Tennis in Scotland will receive an extra £15m in funding after an agreement between the Lawn Tennis Association and sportscotland.
The partnership aims to double the number of covered tennis courts in the country from 112 to 225 over the next five to ten years.
According to LTA chief Michael Downey, the move aims to capitalise on the "Andy and Jamie Murray effect", which has seen increased interest in the sport.
Andy Murray became the world number one in 2016 for the first time, as well as winning Wimbledon and Olympic Gold.
His brother Jamie took both the Australian and US Open titles in doubles this year and ended the year in the world's top-ranked partnership.
"2016 has been an historic year for British Tennis with success across the board", said Mr Downey.
"Therefore the time is right to seize the moment and capitalise on the Andy and Jamie Murray effect.
"We must create a lasting legacy with a purpose built plan for Scotland.
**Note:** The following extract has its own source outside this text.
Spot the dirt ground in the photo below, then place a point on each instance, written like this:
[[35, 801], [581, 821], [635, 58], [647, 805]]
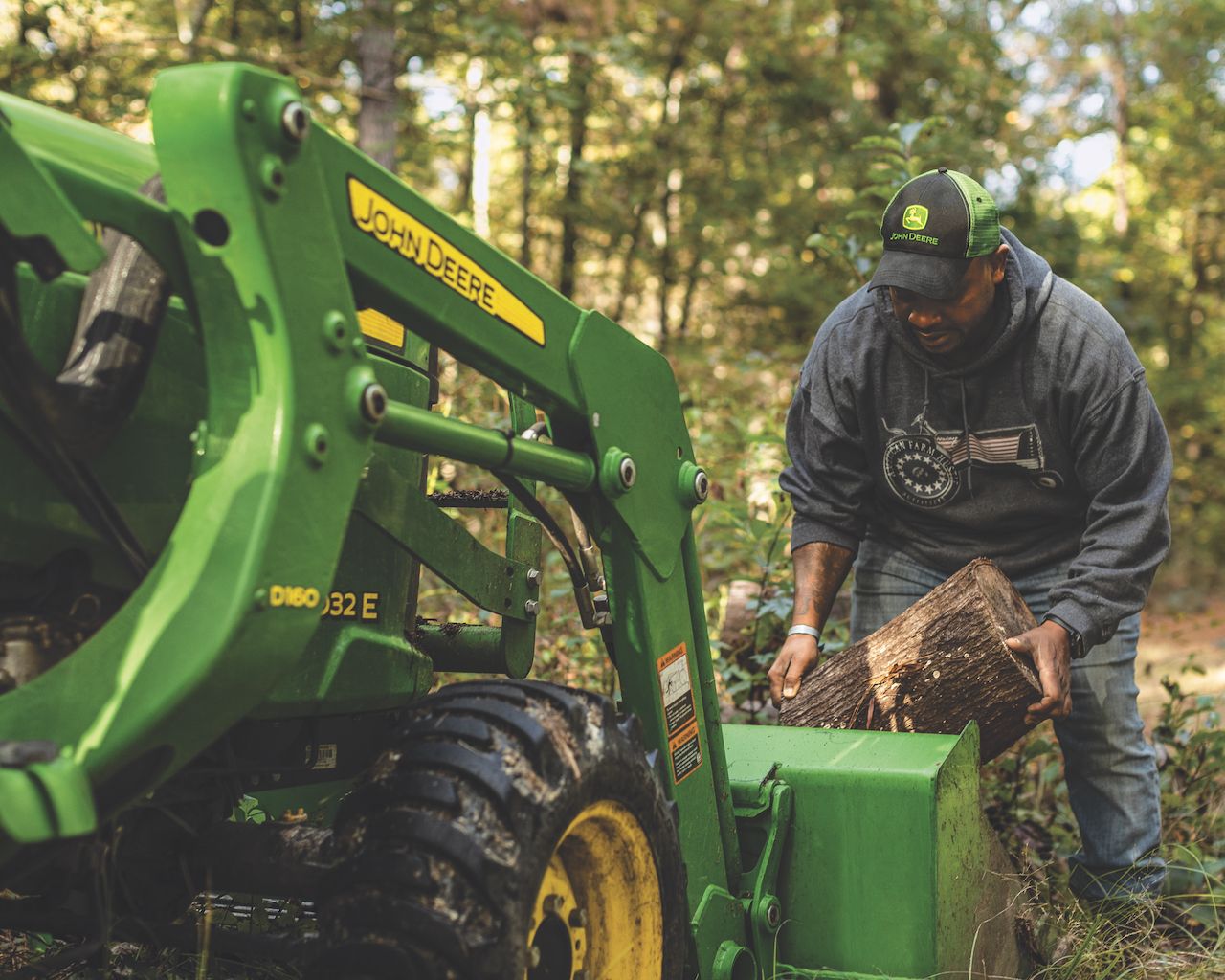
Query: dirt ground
[[1172, 639]]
"Importantly, this unprecedented investment will make tennis more accessible in the years to come, bringing certainty of play to a climate that sees on average 200 days rain a year and in a country that is under-resourced versus the rest of Britain and other European nations when it comes to the number of covered tennis courts per capita."
The LTA will provide £7.5m, while the rest will come from sportscotland's National Lottery investment stream.
As well as the success of the two Murray brothers, Scottish tennis has a third world champion in Gordon Reid, who took the Wimbledon and US Open wheelchair titles.
Mel Young, Chairman of sportscotland said: "It is tremendous that in Gordon, Andy, and Jamie we have three Scottish world number ones, and it is the ideal moment to capitalise on the sport's popularity by helping to achieve further growth in this country.
"The strategic partnership between sportscotland, the LTA, and Tennis Scotland, coupled with this significant investment in indoor courts, will deliver substantial benefits for tennis in Scotland."
Scottish Government sports minister Aileen Campbell said: "We want to see more people playing tennis and having access to top quality facilities to get fit, try something new, and have fun.
"This money is all about making sure the right facilities are there to help people get more active, as well as helping to create the tennis stars of the future."
The full application plan for community led bids will be established by April in 2017.